The Technium

Not Future-Proofing


Twenty years ago when I built my studio and remodeled other parts of our house I spent a lot of time and money in installing ethernet lines and phone cables throughout the rooms. Back then phones (what we now call land lines) used copper wires, as they had for generations, and ethernet was the up-coming standard. So I installed ethernet into the walls of the studio with ethernet outlets everywhere. And at some expense I had a technician install ethernet into the walls of our old house. Finally in an attempt at future proofing, I had the contractor lay some empty conduit pipes in the walls for future wires.

Of course what has happened since is wireless. Wifi, mobile, and bluetooth have taken over and none of the wires I so expensively put into the walls are used. And the one place in my office I still use wires — my desktop — the existing cat5 ethernet cable was not fast enough for the new speeds of fiber optic. It turned out it was easier to run a new cable outside of the house for the fiber optic connection, so my internal conduit was not used.

This has made me question whether it is possible to future proof things. Maybe I am better off not trying to anticipate the future by installing anything but just assuming that I’ll have to add tech later adhoc.

I am trying to think of examples of successful future proofing. Where someone figured out what was coming and built something ready for it. Do you know any examples?

If I simply focus on connectivity: What will arrive after the current wifi and cat9 and fiber optic I now have?

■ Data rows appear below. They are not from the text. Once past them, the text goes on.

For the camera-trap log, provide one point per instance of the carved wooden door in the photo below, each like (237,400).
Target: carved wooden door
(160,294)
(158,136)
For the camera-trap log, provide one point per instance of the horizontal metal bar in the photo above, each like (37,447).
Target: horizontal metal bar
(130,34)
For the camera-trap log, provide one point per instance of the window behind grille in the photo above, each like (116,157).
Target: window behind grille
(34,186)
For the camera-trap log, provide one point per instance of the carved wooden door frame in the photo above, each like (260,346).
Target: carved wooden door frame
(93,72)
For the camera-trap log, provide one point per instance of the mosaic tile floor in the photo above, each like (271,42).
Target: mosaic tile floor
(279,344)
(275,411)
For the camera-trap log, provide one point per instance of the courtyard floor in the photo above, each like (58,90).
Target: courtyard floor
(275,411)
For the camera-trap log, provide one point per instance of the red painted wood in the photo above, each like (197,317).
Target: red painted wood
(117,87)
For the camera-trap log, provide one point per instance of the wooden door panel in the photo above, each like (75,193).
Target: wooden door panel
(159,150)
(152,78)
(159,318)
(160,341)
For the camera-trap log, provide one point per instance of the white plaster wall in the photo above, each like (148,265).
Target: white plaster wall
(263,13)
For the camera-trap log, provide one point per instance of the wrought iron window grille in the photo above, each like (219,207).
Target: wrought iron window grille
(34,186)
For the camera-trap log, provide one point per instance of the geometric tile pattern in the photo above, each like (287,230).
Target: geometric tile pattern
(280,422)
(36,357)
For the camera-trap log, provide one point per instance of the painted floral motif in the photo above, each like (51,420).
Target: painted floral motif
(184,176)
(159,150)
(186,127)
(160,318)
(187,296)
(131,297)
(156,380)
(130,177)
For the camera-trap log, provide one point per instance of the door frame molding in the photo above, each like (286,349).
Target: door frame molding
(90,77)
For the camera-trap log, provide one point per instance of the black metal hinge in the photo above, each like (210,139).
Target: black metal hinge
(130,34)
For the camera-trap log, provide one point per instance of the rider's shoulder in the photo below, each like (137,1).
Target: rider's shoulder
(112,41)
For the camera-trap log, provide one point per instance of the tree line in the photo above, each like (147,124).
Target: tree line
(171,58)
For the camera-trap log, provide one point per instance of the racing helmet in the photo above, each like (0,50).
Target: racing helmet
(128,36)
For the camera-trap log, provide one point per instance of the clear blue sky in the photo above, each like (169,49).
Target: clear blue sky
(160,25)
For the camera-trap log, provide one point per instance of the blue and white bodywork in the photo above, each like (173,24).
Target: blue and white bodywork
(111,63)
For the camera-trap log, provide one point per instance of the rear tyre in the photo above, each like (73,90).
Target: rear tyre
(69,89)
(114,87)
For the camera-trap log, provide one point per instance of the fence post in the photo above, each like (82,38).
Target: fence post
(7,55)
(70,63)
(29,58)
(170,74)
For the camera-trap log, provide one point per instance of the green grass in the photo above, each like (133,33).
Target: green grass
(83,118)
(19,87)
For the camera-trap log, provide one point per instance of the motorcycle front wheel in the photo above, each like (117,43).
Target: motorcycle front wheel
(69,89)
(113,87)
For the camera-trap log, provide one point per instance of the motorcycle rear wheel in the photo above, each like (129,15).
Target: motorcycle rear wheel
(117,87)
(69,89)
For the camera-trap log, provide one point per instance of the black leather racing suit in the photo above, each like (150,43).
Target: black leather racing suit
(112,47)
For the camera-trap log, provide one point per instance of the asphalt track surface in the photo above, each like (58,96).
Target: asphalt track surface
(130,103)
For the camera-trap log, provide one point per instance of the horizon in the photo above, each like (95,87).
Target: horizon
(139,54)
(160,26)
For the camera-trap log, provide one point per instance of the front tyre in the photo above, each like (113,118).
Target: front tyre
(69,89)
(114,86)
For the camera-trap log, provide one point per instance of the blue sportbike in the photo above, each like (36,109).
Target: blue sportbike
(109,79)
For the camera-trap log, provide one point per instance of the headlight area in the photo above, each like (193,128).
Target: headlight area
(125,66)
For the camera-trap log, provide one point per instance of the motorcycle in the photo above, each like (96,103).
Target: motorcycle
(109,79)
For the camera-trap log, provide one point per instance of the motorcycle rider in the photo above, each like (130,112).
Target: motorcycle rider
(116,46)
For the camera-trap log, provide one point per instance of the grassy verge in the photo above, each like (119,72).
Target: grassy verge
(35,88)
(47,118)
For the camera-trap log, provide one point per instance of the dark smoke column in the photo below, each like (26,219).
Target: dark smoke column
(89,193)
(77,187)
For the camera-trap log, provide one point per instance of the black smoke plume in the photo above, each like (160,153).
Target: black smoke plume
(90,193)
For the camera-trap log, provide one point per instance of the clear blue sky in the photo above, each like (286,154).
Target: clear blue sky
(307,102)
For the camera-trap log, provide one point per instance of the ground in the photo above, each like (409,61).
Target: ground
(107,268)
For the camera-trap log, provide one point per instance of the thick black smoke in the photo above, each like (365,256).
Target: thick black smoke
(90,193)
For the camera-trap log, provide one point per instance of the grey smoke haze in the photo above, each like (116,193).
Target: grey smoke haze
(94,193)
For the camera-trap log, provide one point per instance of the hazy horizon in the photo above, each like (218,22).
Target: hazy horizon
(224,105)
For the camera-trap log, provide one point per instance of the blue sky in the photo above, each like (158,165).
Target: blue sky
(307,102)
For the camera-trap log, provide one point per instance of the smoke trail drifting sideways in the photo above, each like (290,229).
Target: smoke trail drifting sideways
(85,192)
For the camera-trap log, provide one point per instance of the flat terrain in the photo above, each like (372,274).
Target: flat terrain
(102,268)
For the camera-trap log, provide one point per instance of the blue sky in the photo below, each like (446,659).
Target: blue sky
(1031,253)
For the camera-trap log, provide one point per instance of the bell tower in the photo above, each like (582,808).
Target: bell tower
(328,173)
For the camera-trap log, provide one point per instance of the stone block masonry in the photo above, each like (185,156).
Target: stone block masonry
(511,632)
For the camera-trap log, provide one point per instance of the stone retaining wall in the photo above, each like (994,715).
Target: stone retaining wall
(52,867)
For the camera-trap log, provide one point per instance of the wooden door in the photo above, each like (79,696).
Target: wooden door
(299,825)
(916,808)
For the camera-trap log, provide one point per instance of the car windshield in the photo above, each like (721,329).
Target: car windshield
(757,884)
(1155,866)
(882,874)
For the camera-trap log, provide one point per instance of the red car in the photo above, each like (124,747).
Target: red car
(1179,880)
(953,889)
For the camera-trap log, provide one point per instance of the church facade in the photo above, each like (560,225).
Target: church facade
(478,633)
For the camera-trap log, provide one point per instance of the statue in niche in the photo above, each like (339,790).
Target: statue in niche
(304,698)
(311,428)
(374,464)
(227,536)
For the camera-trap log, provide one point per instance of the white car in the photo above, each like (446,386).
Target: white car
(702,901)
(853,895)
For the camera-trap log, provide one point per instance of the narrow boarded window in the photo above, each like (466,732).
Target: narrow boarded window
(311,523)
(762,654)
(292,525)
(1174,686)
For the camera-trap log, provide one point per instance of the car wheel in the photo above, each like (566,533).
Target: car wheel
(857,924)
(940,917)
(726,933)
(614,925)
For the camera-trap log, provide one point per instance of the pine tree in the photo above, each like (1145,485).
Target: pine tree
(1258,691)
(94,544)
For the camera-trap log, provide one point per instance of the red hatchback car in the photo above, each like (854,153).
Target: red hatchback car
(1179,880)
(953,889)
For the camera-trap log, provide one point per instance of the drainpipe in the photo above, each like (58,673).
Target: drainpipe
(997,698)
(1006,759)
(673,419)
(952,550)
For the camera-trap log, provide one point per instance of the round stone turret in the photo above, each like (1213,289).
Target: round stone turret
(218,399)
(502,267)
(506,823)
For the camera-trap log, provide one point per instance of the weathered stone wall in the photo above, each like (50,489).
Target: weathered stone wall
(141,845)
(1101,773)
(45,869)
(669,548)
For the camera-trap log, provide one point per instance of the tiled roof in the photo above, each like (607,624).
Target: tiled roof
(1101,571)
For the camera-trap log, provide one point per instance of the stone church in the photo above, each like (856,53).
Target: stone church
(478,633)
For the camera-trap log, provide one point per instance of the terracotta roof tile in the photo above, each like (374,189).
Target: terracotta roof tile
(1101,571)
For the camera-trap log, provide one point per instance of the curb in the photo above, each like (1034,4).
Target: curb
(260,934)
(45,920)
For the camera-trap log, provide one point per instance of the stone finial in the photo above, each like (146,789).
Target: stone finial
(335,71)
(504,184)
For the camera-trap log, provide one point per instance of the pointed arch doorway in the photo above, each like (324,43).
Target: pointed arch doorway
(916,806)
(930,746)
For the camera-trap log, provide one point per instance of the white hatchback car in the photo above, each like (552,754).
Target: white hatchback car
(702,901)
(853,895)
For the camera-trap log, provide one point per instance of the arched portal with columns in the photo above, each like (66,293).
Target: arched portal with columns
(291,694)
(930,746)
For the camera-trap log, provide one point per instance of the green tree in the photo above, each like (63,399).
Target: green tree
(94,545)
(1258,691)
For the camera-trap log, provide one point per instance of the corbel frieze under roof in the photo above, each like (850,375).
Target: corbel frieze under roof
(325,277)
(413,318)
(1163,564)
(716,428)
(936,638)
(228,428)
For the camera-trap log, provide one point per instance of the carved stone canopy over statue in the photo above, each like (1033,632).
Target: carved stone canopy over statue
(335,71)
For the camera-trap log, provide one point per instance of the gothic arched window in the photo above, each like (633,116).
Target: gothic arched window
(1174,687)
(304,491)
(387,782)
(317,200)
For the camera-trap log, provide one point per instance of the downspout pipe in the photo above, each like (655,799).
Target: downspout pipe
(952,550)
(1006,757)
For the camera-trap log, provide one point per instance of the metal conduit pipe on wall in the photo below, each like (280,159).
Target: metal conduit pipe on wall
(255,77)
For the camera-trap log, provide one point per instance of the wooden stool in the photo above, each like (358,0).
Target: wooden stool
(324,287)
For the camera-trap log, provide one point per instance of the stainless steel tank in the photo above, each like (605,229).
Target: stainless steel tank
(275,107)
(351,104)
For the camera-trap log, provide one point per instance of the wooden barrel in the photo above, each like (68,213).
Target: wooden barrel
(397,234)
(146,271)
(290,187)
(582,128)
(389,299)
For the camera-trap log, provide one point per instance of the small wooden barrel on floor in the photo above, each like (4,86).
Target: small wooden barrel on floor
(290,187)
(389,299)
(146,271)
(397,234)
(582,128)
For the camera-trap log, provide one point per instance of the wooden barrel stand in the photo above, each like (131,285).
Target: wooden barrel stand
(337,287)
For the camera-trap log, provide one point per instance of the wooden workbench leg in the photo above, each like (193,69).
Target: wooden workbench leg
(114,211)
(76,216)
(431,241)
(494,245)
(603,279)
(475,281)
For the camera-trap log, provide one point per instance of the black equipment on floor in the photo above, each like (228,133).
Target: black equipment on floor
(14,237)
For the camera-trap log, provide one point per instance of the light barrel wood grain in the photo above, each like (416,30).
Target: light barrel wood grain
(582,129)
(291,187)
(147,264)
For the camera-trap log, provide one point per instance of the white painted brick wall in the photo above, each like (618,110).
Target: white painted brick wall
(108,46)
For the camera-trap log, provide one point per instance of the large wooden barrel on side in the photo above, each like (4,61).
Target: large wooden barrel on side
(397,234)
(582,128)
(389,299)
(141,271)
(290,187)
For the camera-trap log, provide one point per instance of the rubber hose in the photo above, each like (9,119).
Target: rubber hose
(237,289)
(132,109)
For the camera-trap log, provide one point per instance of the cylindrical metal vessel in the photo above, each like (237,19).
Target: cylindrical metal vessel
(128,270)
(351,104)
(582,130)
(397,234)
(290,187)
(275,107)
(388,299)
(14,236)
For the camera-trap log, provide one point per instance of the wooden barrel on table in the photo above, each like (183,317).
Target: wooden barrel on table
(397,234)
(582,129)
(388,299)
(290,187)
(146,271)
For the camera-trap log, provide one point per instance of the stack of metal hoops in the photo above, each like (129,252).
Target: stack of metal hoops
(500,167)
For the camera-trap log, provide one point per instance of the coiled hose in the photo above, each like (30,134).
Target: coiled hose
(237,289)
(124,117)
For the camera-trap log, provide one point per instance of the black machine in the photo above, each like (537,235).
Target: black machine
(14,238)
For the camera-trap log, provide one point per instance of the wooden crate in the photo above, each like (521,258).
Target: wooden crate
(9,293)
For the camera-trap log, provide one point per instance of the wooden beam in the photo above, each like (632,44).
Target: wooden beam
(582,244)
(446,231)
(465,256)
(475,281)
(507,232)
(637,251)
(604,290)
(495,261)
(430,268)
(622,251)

It could be 5g with many repeaters. Even if that is accurate is there anything I can do today to help that? How would I get ready for 5g?

Stewart Brand promotes the idea of the building that learns. You can’t predict what it will be used for, therefore you can’t pre-build stuff anticipating its future use. But you can construct a building, a working space, a living space that is easy to adapt to new uses. It learns rather than predicts.

So my new approach should not be to build in anticipations. Rather I should build in changeability; to make it as easy as possible to retrofit, to remodel, to re-work. Figure there will be the need to add stuff, or move things and make it easier to do so. In that respect installing pipes or wires or brackets are hindrances rather than helps.

I’ve learned to do this with purchasing tech. I no longer purchase any device or machinery based on my expectation of what I might use it for in the future. Like, I’ll get lots of storage, or RAM, or pixels because I will need X in the future. I have learned that my prediction rarely works out, because I usually want/need something different than what I thought. Maybe speed turns out to be more important than storage, or screen size more important than resolution. So, now when I am shopping for tech — whether computers, cars, appliances, tools — I buy for my immediate needs.

That realization led me to another epiphany: I buy stuff only at the last minute. Since tech is always improving, it makes no sense to buy anything before you need it. Don’t get anything that is on an improvement curve before you are going to use it day by day. Get it five minutes before you need it.

So my stance is reduced to this: Wait for the tech and the future to arrive, and then adapt and commit as necessary. Consider this Just-in-Timing, rather than Future Proofing.